A forma crônica pode aparecer com ou sem fases agudas prévias e implicam em perda de peso, diminuição gradual da tolerância ao exercício, dificuldade progressiva para respirar, ponta dos dedos agrandados (dedos em baquete de tambor) e dormentes e crepitação na base pulmonar.

Como o médico diagnostica a pneumonite por hipersensibilidade?

Na história clínica, o médico deve verificar se os sintomas estão relacionados com a exposição ambiental. Ela deve ser complementada por uma tomografia de tórax que, em muitos casos, mostrará achados sugestivos. Exames de sangue indicarão sinais de inflamação pouco específicos.

Uma radiografia de tórax revelará áreas de opacidade difusa e testes de função pulmonar mostrarão doença pulmonar restritiva, que diminui a função pulmonar. Uma broncoscopia com lavagem pulmonar e uma biópsia podem selar o diagnóstico nos casos em que a tomografia ou a radiografia de tórax não mostrem ainda sinais de fibrose. A biópsia pode ser feita preferivelmente por videotoracoscopia ou por cirurgia convencional.

A combinação dos resultados dos exames citados permite um diagnóstico correto e definitivo na maioria dos casos.

Como o médico trata a pneumonite por hipersensibilidade?

Se a condição for precocemente reconhecida, o afastamento da causa é a medida mais importante, porque nas fases iniciais a doença é completamente reversível. Nos casos mais avançados e irreversíveis, o medicamento mais usado é o corticoide. Em casos extremos, pode ser necessário um transplante pulmonar.

Um estudo realizado nos Estados Unidos mostrou que pacientes com pneumonite por hipersensibilidade crônica submetidos a transplante pulmonar têm uma sobrevida de 89% em cinco anos, muito melhor que a observada nos pacientes transplantados com fibrose pulmonar idiopática.
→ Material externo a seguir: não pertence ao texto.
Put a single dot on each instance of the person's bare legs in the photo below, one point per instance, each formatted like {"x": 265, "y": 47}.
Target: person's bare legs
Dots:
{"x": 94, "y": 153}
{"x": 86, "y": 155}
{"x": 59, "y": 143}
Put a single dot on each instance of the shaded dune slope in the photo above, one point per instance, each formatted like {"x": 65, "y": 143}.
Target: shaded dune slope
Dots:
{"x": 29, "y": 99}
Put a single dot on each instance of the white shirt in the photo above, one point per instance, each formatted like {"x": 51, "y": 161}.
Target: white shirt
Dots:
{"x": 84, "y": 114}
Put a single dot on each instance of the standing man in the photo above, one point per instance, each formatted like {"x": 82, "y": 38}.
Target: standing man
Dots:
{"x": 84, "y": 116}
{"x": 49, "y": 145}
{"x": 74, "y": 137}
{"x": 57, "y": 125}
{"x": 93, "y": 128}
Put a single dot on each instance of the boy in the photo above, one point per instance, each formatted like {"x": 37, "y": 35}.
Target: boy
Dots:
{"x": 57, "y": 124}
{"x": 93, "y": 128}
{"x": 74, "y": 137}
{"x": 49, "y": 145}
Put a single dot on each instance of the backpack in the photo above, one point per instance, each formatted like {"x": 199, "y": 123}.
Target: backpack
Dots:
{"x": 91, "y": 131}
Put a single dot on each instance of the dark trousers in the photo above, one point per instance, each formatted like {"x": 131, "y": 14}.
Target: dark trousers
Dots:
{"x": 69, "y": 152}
Como evolui a pneumonite por hipersensibilidade?

As alterações fisiopatológicas da pneumonite por hipersensibilidade são reversíveis se detectadas precocemente e se a exposição ao antígeno for eliminada. Os sintomas da doença aguda geralmente diminuem em horas com a interrupção da exposição ao antígeno.
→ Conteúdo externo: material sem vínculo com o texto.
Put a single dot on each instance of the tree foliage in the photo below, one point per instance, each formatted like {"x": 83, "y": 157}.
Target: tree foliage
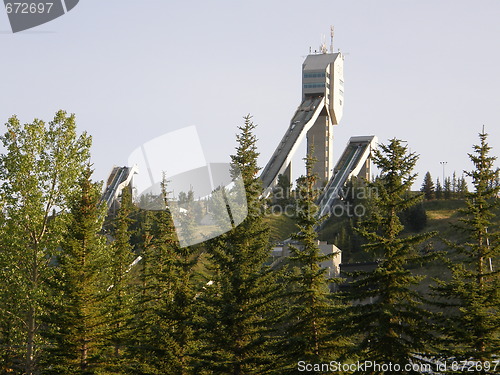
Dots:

A doença crônica tem um prognóstico mais complicado: normalmente a fibrose é irreversível, mas não continua progredindo se os pacientes eliminarem a exposição ao antígeno. Se não for possível evitar o alérgeno, as alterações pulmonares continuarão evoluindo até chegarem ao estágio de fibrose pulmonar, que continuará a progredir até ser fatal, mesmo com terapia agressiva de corticoides.

Quais são as complicações possíveis com a pneumonite por hipersensibilidade?
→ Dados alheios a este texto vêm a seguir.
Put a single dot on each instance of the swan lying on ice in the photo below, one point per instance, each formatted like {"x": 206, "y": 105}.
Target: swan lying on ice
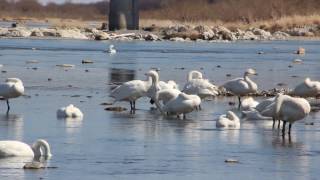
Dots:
{"x": 69, "y": 112}
{"x": 17, "y": 148}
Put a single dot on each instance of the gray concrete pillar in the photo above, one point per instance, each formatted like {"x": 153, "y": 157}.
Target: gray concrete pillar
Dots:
{"x": 124, "y": 14}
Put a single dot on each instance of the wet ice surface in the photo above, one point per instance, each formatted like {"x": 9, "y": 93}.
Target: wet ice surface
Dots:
{"x": 145, "y": 145}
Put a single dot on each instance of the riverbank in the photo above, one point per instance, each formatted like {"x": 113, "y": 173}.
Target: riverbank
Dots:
{"x": 172, "y": 31}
As principais complicações são a fibrose pulmonar progressiva, parcialmente irreversível, a destruição dos alvéolos e a instalação do quadro de enfisema pulmonar, insuficiência cardíaca direita e pneumotórax, com altos níveis de mortalidade.

Leia também sobre "Tosse seca persistente", "Biópsia pulmonar", "Broncoscopia" e "Oximetria".

 

Referências:

As informações veiculadas neste texto foram extraídas principalmente dos sites da Revista Médica de Minas Gerais e do National Institutes of Health.

Nota ao leitor:

As notas acima são dirigidas principalmente aos leigos em medicina e têm por objetivo destacar os aspectos mais relevantes desse assunto e não visam substituir as orientações do médico, que devem ser tidas como superiores a elas. Sendo assim, elas não devem ser utilizadas para autodiagnóstico ou automedicação nem para subsidiar trabalhos que requeiram rigor científico.